Die Antwort ist leider, dass das alles irgendwie nichts bringt. Die in der Verwaltung sind im Aussitzen sehr erprobt. Gerade die obersten Beamten haben den Spruch, dass es ihnen egal ist, wer unter ihnen Bürgermeister ist. Da gibt es in jeder Verwaltung welche, die dieses Fahrradthema einfach aussitzen, bis wieder ein vernünftiger autofreundlicher Bürgermeister kommt. Und da kann man dann auch nichts machen.

Nachdem ich jetzt 3,5 Jahre in die Kreuzung Reinold-Hagen-Straße mit B 56 gesteckt habe und es jetzt eine nur minimale Verbesserung zu vorher ist, bin ich richtig enttäuscht und frustriert. So viel Mühe für so wenig Ergebnis. Und an vielen anderen Stellen passiert gar nichts.

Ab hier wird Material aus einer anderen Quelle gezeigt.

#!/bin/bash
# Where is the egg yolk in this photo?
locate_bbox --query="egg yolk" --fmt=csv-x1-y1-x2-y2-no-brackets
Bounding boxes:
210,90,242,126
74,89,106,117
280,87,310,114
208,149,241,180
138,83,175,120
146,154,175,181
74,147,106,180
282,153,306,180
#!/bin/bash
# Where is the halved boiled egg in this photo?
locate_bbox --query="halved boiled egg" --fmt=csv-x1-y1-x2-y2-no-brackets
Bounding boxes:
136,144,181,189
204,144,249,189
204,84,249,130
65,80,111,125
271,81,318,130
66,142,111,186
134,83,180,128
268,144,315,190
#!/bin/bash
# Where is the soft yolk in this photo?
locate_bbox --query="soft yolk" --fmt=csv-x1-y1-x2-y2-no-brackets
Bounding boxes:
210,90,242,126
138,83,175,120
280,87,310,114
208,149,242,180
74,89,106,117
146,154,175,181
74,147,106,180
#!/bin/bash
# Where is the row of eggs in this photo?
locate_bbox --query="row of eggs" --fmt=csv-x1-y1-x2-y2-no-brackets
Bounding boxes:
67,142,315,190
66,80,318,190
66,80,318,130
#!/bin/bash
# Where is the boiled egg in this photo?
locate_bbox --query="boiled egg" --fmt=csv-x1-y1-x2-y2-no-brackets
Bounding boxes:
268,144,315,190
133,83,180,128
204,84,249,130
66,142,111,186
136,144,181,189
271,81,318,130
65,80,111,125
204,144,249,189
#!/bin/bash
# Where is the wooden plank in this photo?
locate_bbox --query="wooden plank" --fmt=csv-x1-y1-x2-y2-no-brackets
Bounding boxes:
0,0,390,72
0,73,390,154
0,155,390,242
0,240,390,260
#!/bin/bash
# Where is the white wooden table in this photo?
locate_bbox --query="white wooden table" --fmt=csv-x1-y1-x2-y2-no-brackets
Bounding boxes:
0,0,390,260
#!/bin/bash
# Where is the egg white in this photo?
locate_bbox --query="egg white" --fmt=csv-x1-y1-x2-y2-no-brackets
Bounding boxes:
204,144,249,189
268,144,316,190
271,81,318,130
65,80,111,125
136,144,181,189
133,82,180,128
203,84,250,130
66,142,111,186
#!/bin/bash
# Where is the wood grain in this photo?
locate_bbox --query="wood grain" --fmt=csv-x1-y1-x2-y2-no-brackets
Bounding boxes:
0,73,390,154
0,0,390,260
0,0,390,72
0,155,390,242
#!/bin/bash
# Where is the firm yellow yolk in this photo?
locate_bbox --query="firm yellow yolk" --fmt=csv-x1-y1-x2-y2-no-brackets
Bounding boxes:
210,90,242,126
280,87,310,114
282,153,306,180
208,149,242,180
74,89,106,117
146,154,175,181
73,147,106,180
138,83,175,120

Ich komme mir inzwischen nur noch verarscht vor. Mein Interesse, mich mit Kommunalverwaltungen auseinanderzusetzen ist auf einem Tiefpunkt angekommen. Ich verwende meine Zeit dann lieber auf Dinge, bei denen ich wirklich etwas für mich erreichen kann: Lesen, Radfahren, Zeichnen, Blogartikel schreiben.